Some immaterial pattern of energy, throwing off a spray of radiation like the wake of a racing speedboat, had leaped from the face of the Moon, and was heading out toward the stars.
(One may notice that Arthur C. Clarke didn't exactly get the idea and utility of "hard money". He might have, had he lived till 2015.)
Pluto just passed its closest to Earth for the next couple centuries a while back (remember when Neptune was briefly the further planet?) By the time it is closer than it is today, we might be able to take a vacation there. Well, probably not, but it would be nice to have the option!
16 km/sec --> fastest object to leave Earth.
That's roughly 0.000053 c
Getting to the next star system at that speed is going to take a long time. :(
Looks like the only serious chance is with the fission fragment rocket.

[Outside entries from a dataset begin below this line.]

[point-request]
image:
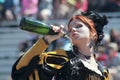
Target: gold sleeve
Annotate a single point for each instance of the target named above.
(37, 49)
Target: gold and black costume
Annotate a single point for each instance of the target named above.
(36, 64)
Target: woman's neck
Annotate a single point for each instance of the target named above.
(85, 51)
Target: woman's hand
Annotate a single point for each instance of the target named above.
(51, 38)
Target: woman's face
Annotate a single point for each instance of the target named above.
(78, 32)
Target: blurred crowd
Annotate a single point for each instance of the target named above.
(53, 9)
(108, 53)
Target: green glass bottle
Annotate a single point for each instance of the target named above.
(36, 26)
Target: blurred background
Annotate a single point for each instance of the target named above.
(14, 41)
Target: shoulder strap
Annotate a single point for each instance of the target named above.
(70, 54)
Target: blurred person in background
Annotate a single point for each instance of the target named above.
(29, 8)
(8, 10)
(45, 10)
(113, 57)
(85, 31)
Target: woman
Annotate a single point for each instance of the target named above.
(85, 32)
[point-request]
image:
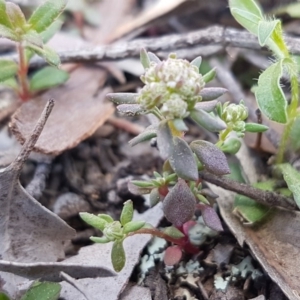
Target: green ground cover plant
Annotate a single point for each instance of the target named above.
(30, 37)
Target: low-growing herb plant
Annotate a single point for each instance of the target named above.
(30, 37)
(175, 90)
(269, 93)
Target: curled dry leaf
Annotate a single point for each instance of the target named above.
(76, 116)
(213, 159)
(28, 231)
(180, 204)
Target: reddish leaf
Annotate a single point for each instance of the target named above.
(180, 204)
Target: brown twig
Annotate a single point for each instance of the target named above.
(264, 197)
(214, 35)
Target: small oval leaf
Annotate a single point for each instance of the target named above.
(93, 220)
(182, 160)
(172, 255)
(47, 77)
(133, 226)
(209, 122)
(269, 94)
(127, 212)
(144, 58)
(173, 232)
(254, 127)
(154, 197)
(43, 291)
(118, 257)
(179, 204)
(211, 218)
(46, 14)
(213, 159)
(8, 69)
(209, 94)
(247, 13)
(164, 139)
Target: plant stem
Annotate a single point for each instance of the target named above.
(24, 93)
(156, 232)
(292, 114)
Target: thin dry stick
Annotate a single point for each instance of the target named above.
(264, 197)
(214, 35)
(30, 142)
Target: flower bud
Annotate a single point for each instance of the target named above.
(113, 231)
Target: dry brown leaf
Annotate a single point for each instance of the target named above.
(275, 243)
(28, 231)
(76, 115)
(110, 288)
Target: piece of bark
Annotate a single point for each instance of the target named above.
(76, 115)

On an IT note. Look at how much practice and planning is done before the event.
Should be SOP for all major 1 shot events (system cut overs of various kinds mostly).
But is it?
One question I've often wondered. At our current technology level, what speeds would be be able to achieve if the motivation and cash was there? I don't mean concept or drawing board technologies, but rather what we can build right now practically.

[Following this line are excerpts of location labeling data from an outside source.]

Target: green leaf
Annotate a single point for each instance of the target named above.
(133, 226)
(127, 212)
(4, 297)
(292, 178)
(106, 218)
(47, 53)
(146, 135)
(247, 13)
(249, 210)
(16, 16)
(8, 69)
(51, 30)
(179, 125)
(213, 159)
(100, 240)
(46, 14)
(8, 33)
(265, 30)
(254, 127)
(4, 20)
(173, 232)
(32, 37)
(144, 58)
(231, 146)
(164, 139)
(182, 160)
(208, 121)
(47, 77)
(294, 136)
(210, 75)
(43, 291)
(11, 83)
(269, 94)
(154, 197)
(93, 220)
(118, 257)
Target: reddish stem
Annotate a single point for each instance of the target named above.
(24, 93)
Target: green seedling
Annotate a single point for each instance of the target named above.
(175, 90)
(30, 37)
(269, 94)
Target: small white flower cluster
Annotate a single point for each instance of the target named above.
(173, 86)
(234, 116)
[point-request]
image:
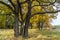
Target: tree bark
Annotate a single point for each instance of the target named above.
(16, 26)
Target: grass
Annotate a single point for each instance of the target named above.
(34, 34)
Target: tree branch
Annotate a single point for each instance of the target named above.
(12, 3)
(45, 12)
(6, 5)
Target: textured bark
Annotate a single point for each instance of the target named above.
(16, 26)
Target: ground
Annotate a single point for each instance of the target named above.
(34, 34)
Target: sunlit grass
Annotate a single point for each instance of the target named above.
(34, 34)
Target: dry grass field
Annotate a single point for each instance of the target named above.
(34, 34)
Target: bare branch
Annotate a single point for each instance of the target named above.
(50, 3)
(24, 2)
(49, 12)
(12, 3)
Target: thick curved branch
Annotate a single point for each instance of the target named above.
(50, 3)
(45, 12)
(6, 5)
(23, 2)
(46, 2)
(12, 3)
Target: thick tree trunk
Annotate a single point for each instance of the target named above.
(16, 26)
(26, 29)
(21, 29)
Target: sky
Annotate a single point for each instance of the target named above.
(57, 20)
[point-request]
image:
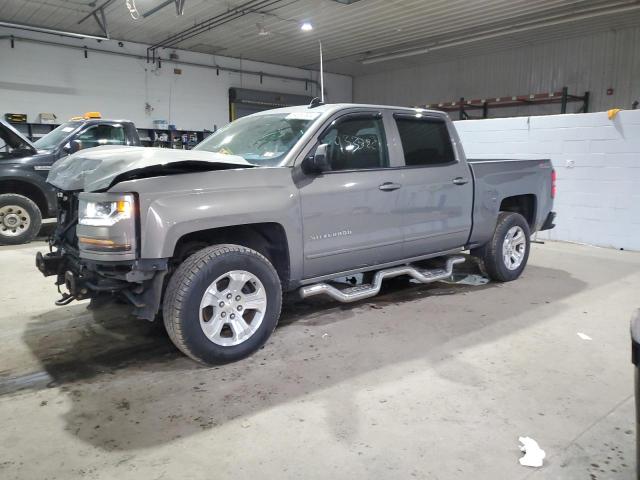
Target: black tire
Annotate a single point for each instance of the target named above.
(491, 254)
(20, 208)
(186, 288)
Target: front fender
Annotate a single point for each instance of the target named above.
(237, 197)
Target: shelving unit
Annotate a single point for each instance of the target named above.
(176, 139)
(150, 137)
(462, 105)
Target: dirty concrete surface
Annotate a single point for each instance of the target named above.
(426, 382)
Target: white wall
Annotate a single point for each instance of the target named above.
(38, 78)
(598, 165)
(594, 63)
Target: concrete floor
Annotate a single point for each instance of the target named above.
(426, 382)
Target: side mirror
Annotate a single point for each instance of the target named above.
(73, 146)
(318, 162)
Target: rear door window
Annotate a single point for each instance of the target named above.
(425, 141)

Well, they did test the "throw nukes out the back and ride the shockwave" idea, but with conventional explosives. If the world's nuclear weapons arsenal was appropriated for a spaceship, it could send a toddler to Alpha Centauri before the toddler's retirement age.

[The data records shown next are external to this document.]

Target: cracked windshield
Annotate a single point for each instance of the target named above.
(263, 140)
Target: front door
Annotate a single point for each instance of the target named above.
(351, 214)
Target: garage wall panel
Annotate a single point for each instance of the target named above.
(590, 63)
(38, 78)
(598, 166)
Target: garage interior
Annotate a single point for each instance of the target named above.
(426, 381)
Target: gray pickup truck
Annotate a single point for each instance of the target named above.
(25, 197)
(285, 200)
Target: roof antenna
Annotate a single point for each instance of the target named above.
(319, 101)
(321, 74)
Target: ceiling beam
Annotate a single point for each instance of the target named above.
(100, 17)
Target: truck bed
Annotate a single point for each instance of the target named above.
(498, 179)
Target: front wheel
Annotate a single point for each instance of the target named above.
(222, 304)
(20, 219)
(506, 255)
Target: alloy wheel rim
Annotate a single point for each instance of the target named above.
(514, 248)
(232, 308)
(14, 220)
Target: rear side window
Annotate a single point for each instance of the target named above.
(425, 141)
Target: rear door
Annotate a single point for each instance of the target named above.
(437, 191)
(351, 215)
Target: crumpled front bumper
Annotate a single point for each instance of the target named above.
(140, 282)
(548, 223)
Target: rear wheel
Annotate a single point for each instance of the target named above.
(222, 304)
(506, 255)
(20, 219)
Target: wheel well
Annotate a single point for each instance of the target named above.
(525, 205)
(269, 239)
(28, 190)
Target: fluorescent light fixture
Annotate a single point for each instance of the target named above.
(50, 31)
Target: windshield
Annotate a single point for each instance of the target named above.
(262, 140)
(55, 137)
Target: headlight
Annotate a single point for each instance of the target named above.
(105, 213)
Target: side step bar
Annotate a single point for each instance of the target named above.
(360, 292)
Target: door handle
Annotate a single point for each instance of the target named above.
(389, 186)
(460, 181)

"Well, they did test the "throw nukes out the back and ride the shockwave" idea, but with conventional explosives. If the world's nuclear weapons arsenal was appropriated for a spaceship, it could send a toddler to Alpha Centauri before the toddler's retirement age."
Orion uses much smaller propulsion packages (in the kiloton range) than most nuclear weapons.
You could built a lot of them them from the worlds nuclear arsenals.
"One question I've often wondered. At our current technology level, what speeds would be be able to achieve if the motivation and cash was there? I"
With no new technology you're basically looking at hooking a nuclear reactor to a cluster of ion thrusters, possibly boosted by a booster stage that takes beamed microwave power from solar cells in LEO while inside the solar system. Biggest space nuke however was Russian at about 5Kw.
Once outside this you're looking at solar sails going in close to the sun behind an asteroid then accelerating hard.
The best I've seen with known physics IE not fusion, is the fission fragment rocket. That's a pulsed nuclear reactor whose fuel is made in layers < 10 micrometres thick. At that level fission fragments made when a U235 atom fissions can leave the surface of the fuel and using a magnetic field be pointed out the back.
The fragments are moving at between 3 and 5% of the speed of light versus something like the 0.001% of the speed of light of ion thruster streams.
The Deep Space Network has complexes in the US, Australia and Spain.
There's a really cool page here that shows you what all of the different dishes are talking to right now. For example right now at 0816UTC one dish in Spain is listening to Rosetta, while another is communicating with Mars Odyssey. Most of the US and Aussie dishes are listening to New Horizons.